Were this an entirely fictional film, I’d almost be complaining that his character was simply too virtuous to be believable. But Heller, and the screenplay (written by Micah Fitzerman-Blue and Noah Harpster) are shrewd enough to bring him down to earth. His wife, Joanne (Maryann Plunkett), resists when Vogel asks her what it’s like to be married to a saint; “If you think of him as a saint, then his way of being is unattainable.” Rogers is similarly deflective when approached by Vogel’s blunt questioning, choosing to redirect the focus back onto his troubled interviewer. While it’s explained that Rogers finds himself drawn to those in need, the mention of a previous troubled relationship with one of his own sons is implied to inform the empathetic counsel he provides Lloyd.
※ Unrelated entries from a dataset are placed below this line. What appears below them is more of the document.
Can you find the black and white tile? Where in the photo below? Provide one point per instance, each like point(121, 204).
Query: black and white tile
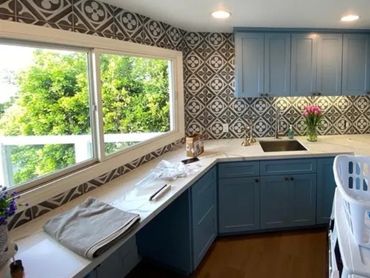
point(209, 68)
point(208, 60)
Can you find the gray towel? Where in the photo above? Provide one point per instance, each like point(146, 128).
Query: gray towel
point(90, 228)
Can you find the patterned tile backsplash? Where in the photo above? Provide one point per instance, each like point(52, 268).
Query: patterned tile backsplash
point(210, 101)
point(208, 75)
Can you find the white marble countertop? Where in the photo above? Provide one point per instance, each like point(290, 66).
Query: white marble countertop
point(41, 255)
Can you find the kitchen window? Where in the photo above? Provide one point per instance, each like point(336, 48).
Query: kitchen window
point(73, 109)
point(135, 99)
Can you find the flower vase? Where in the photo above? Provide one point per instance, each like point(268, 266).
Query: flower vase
point(7, 248)
point(311, 134)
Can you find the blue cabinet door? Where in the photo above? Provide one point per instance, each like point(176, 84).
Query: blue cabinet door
point(288, 201)
point(274, 202)
point(238, 205)
point(204, 215)
point(329, 64)
point(249, 62)
point(277, 64)
point(167, 239)
point(356, 77)
point(302, 200)
point(304, 64)
point(325, 189)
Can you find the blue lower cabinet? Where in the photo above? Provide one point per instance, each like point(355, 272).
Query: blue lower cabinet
point(288, 201)
point(120, 263)
point(274, 202)
point(167, 239)
point(302, 200)
point(204, 215)
point(325, 189)
point(180, 236)
point(238, 205)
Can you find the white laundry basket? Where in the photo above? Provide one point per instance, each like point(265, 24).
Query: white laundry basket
point(352, 176)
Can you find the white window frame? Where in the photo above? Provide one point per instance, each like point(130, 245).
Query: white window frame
point(42, 189)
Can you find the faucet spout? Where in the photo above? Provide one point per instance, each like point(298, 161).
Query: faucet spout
point(277, 123)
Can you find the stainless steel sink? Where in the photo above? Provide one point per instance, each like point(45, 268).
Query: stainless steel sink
point(282, 146)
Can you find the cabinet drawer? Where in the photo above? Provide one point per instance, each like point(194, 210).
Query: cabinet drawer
point(288, 166)
point(238, 169)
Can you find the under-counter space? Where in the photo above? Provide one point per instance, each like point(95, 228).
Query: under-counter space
point(41, 255)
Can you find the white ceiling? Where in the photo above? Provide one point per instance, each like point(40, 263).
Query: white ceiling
point(194, 15)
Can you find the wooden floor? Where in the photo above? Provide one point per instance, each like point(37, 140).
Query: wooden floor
point(300, 254)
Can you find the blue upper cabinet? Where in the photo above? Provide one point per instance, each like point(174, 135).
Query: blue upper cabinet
point(304, 64)
point(249, 63)
point(329, 64)
point(356, 78)
point(297, 63)
point(277, 64)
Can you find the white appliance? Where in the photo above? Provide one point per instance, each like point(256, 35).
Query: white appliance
point(346, 258)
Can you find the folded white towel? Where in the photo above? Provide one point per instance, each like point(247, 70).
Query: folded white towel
point(90, 228)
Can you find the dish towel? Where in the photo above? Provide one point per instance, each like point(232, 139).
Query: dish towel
point(90, 228)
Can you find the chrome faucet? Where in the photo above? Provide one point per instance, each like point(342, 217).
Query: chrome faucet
point(277, 123)
point(249, 139)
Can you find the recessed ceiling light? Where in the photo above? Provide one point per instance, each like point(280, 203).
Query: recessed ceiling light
point(350, 17)
point(221, 14)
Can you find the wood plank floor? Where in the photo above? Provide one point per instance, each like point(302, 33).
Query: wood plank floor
point(299, 254)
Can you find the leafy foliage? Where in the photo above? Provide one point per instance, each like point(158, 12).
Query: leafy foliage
point(53, 99)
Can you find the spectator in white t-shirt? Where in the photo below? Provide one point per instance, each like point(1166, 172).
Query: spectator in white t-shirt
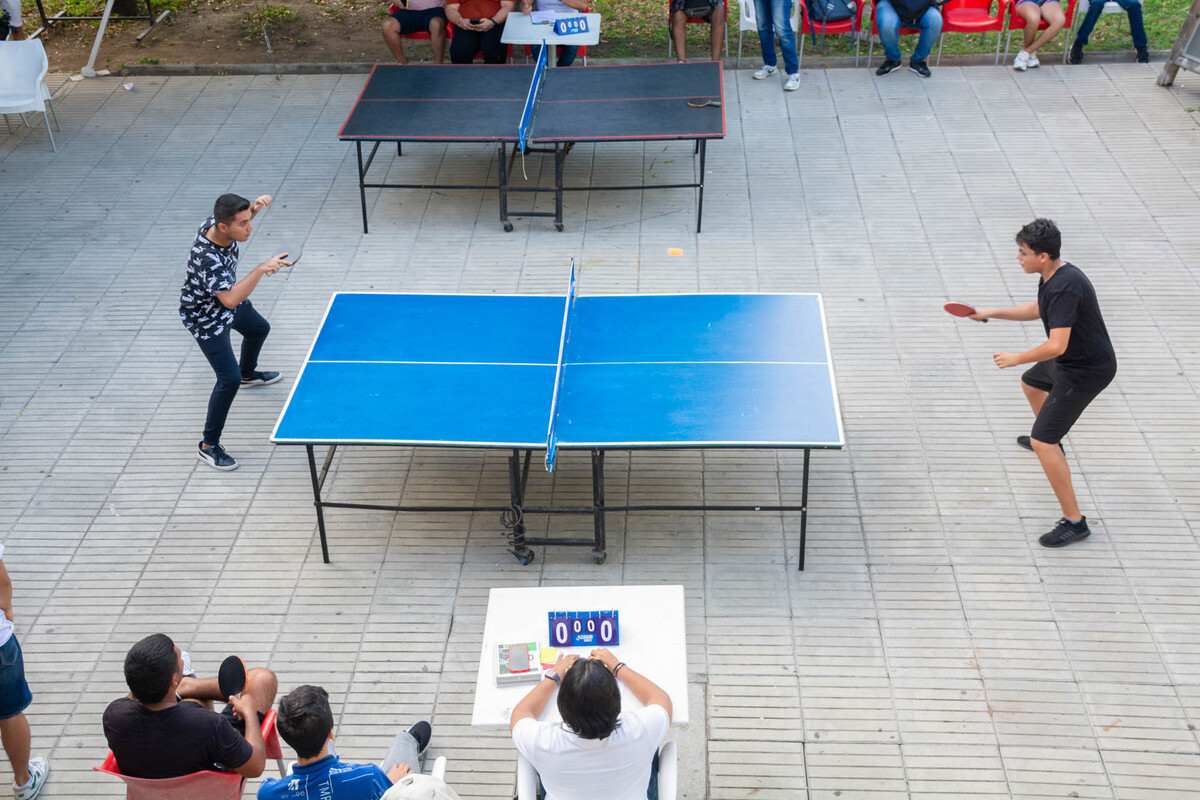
point(597, 744)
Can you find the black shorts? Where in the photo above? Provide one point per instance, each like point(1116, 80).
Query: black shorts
point(1063, 405)
point(417, 22)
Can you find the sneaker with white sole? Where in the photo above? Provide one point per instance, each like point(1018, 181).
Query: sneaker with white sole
point(39, 770)
point(216, 457)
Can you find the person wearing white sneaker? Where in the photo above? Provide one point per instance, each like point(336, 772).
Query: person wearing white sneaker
point(775, 22)
point(28, 774)
point(1035, 13)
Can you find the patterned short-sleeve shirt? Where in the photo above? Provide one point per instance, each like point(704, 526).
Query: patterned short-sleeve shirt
point(210, 269)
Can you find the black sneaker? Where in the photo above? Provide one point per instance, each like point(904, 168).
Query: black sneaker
point(1025, 441)
point(921, 68)
point(887, 66)
point(421, 732)
point(216, 457)
point(1066, 533)
point(261, 379)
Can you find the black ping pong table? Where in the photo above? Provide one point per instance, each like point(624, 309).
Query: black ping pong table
point(537, 110)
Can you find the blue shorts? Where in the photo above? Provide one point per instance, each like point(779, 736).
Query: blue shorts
point(417, 22)
point(15, 695)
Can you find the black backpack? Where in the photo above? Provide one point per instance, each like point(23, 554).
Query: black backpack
point(829, 11)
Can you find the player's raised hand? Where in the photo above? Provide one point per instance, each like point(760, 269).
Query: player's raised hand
point(606, 657)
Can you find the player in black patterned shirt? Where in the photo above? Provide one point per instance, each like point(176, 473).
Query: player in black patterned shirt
point(214, 301)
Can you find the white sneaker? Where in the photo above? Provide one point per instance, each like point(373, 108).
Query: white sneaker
point(39, 770)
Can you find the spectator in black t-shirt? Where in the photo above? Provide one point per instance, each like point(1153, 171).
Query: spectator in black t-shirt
point(1072, 367)
point(166, 728)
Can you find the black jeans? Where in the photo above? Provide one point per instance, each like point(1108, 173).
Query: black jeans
point(219, 350)
point(466, 43)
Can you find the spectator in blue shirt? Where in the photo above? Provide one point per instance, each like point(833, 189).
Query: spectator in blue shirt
point(306, 723)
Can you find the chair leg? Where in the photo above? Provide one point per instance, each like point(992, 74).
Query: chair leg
point(49, 132)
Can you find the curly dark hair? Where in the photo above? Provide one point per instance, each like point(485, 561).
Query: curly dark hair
point(1042, 236)
point(589, 699)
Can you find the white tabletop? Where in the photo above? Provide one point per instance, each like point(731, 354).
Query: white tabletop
point(652, 641)
point(519, 29)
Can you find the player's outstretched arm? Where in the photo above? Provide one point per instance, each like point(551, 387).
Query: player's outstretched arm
point(643, 689)
point(1023, 313)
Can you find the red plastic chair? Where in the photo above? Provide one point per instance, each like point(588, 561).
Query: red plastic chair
point(205, 785)
point(702, 20)
point(875, 32)
point(973, 17)
point(1015, 22)
point(841, 26)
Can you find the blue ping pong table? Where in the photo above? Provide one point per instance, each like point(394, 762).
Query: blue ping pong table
point(557, 373)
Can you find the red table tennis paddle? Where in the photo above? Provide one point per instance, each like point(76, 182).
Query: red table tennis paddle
point(960, 310)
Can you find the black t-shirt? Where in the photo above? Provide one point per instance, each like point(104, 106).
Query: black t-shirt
point(178, 740)
point(1068, 300)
To many, the casting of Tom Hanks as the world’s nicest man was practically a foregone conclusion. Despite their distant relation, Hanks neither looks nor sounds very much like Rogers, but nonetheless manages to superbly recreate his cosy allure, and his wide-eyed fascination with all things harbouring a soul. Matthew Rhys is never less than a compelling, handsome presence, but his protagonist often struggles to distinguish himself from the long, long line of sad asshole writers in cinema. Each moment spent with Hank’s Rogers is so perfectly judged, so delicately woven that the rest of the film drags when Vogel drifts out of Fred’s orbit and back up his own arse.

Considering the current state of our infantilised film culture, in which nostalgia has become the primary form of capital, it was only a matter of time before someone got around to making a Fred Rogers biopic. But while endlessly re-heated scraps of IP from Star Wars to the latest Terminator reboot are crassly designed to pander to the inner child in everyone, A Beautiful Day in the Neighbourhood confronts us with a difficult truth: we are not as distant from our past selves as we’d like to be. And that’s okay.